Greifvogel-Vergiftungen: Täter vor Gericht

  • Amanda Buol
  • -

In den letzten Jahren wurden einige Fälle von Greifvogel-Vergiftungen bekannt. Erstmals steht nun ein mutmasslicher Täter, ein Taubenzüchter, vor Gericht.

Im Jahre 2011 verendete vor laufender Webcam ein Wanderfalken-Weibchen qualvoll beim Verzehr einer Taube. Dies war eines der ersten bekannten Fälle einer gezielten Vergiftung dieser Vögel und sorgte schweizweit für Schlagzeilen.
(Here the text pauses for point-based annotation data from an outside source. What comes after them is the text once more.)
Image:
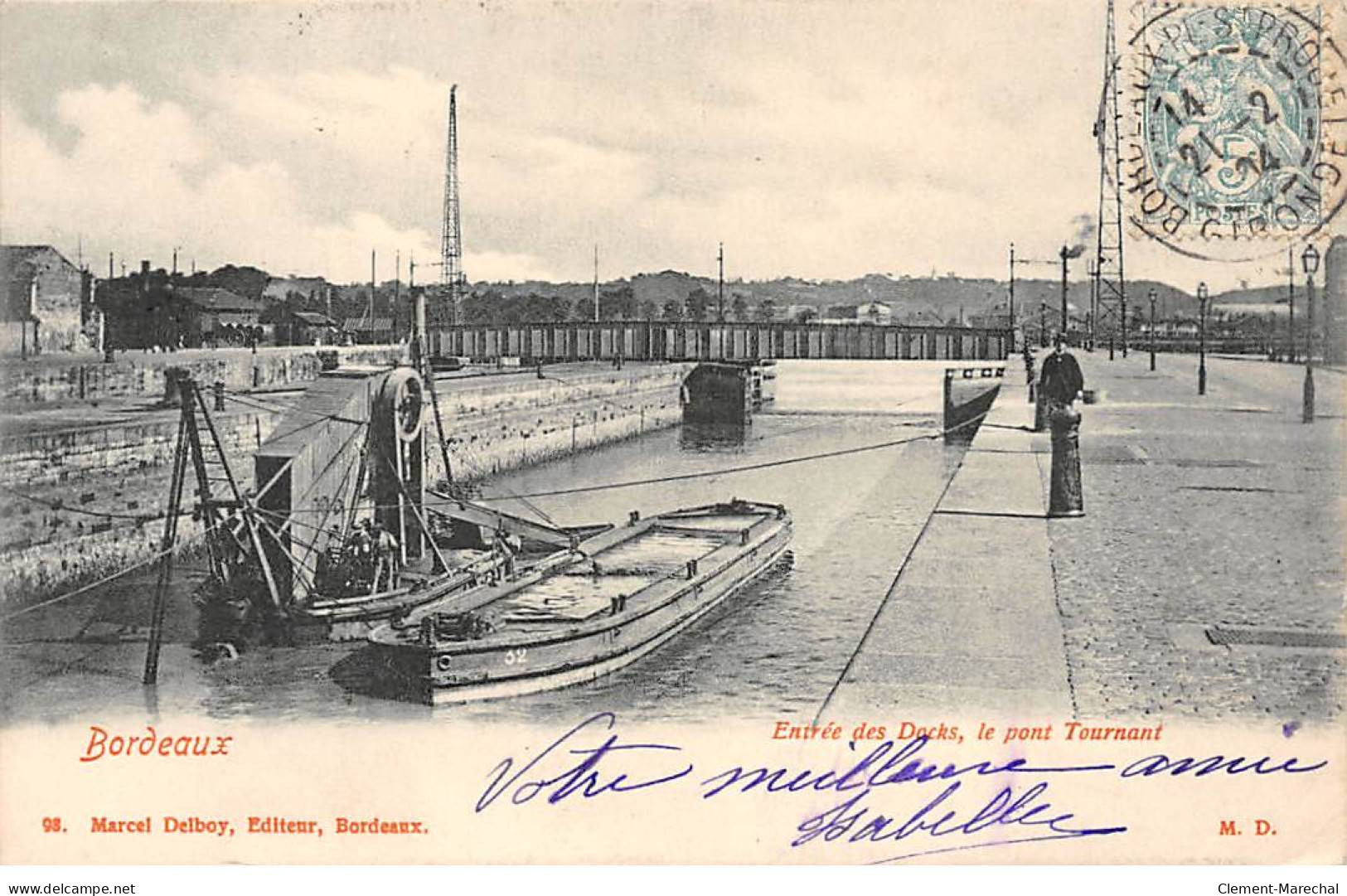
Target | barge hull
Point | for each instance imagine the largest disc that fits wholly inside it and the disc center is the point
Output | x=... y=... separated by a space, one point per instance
x=579 y=674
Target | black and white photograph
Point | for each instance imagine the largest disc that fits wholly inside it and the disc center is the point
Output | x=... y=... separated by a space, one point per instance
x=545 y=415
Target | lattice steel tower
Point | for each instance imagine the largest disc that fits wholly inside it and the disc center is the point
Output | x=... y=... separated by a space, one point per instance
x=452 y=235
x=1110 y=284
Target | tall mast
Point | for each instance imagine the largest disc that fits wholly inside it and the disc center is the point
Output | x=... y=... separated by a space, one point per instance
x=720 y=283
x=1110 y=286
x=452 y=236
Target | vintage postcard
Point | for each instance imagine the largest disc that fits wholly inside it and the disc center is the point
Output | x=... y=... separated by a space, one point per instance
x=674 y=433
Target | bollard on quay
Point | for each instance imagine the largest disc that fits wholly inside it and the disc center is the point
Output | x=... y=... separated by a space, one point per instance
x=1066 y=497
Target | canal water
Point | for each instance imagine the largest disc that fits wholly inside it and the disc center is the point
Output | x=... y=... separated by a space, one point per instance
x=773 y=651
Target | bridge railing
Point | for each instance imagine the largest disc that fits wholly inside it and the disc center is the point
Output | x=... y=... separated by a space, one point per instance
x=698 y=341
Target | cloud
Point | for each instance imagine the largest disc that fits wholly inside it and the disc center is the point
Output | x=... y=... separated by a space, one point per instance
x=153 y=177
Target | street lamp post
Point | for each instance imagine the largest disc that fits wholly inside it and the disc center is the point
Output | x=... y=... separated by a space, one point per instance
x=1066 y=255
x=1202 y=338
x=1310 y=259
x=1152 y=297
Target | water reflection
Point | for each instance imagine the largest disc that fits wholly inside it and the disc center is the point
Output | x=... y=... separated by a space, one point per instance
x=771 y=651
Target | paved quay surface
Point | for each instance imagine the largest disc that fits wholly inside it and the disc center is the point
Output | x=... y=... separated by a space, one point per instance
x=1219 y=511
x=970 y=624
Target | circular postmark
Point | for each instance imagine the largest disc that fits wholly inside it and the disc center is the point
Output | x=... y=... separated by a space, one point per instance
x=1235 y=127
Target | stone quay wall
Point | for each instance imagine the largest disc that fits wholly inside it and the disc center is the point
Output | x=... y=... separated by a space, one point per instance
x=100 y=493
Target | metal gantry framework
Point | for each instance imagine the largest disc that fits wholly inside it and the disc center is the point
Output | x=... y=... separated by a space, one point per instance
x=452 y=235
x=1110 y=286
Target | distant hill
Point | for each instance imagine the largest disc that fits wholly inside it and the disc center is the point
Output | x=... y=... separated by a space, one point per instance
x=923 y=298
x=911 y=298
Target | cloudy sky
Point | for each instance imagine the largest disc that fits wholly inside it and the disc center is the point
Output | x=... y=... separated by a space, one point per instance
x=814 y=139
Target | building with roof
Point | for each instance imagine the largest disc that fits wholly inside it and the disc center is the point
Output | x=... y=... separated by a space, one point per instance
x=364 y=331
x=213 y=312
x=47 y=303
x=312 y=327
x=877 y=312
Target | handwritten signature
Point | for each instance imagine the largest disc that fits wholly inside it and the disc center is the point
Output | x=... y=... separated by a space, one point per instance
x=590 y=760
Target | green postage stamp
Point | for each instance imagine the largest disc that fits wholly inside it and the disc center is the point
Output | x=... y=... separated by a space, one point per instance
x=1235 y=124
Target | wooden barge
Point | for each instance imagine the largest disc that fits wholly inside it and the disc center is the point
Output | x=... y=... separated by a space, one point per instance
x=584 y=612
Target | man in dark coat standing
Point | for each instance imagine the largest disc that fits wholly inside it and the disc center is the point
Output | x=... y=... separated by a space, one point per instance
x=1062 y=380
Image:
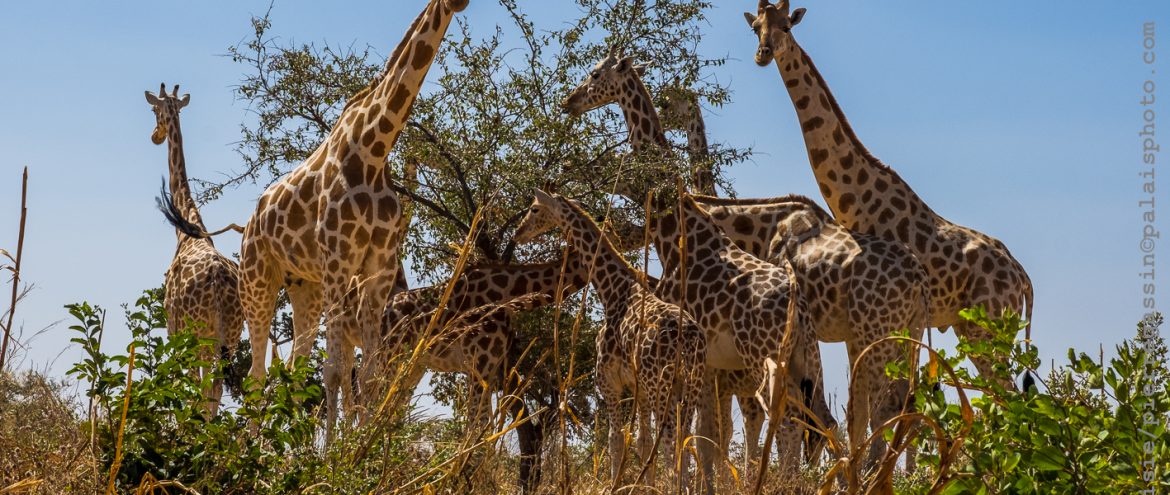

Getötet werden sie durch sogenannte „Kamikaze“-Tauben, die mit Gift bestrichen wurden.

Eine Arbeitsgruppe, zu der auch die Kantonspolizei Zürich angehört, stiess bei der Suche nach dem Täter auf einen Blog serbischer Taubenzüchter (naturschutz.ch berichtete). Da Zuchttauben oft von Wanderfalken gejagt werden, gelangten die Taubenzüchter schnell ins Visier der Polizei.

Nun kommt der erste Präzedenzfall vor Gericht. Der mutmassliche Täter ist Taubenzüchter. Er soll ein verbotenes Nervengift illegal eingeführt haben und eine seiner Taube im Nackenbereich eingestrichen haben. Mit dieser Taube soll er einen Habicht im vergangenen August getötet haben. Der Taubenzüchter hat mit dem Gift aber auch andere Lebewesen in Gefahr gebracht, schreibt die NZZ. Er wird sich demnächst vor dem Bezirksgericht Dielsdorf verantworten müssen. Der Termin steht jedoch noch nicht fest.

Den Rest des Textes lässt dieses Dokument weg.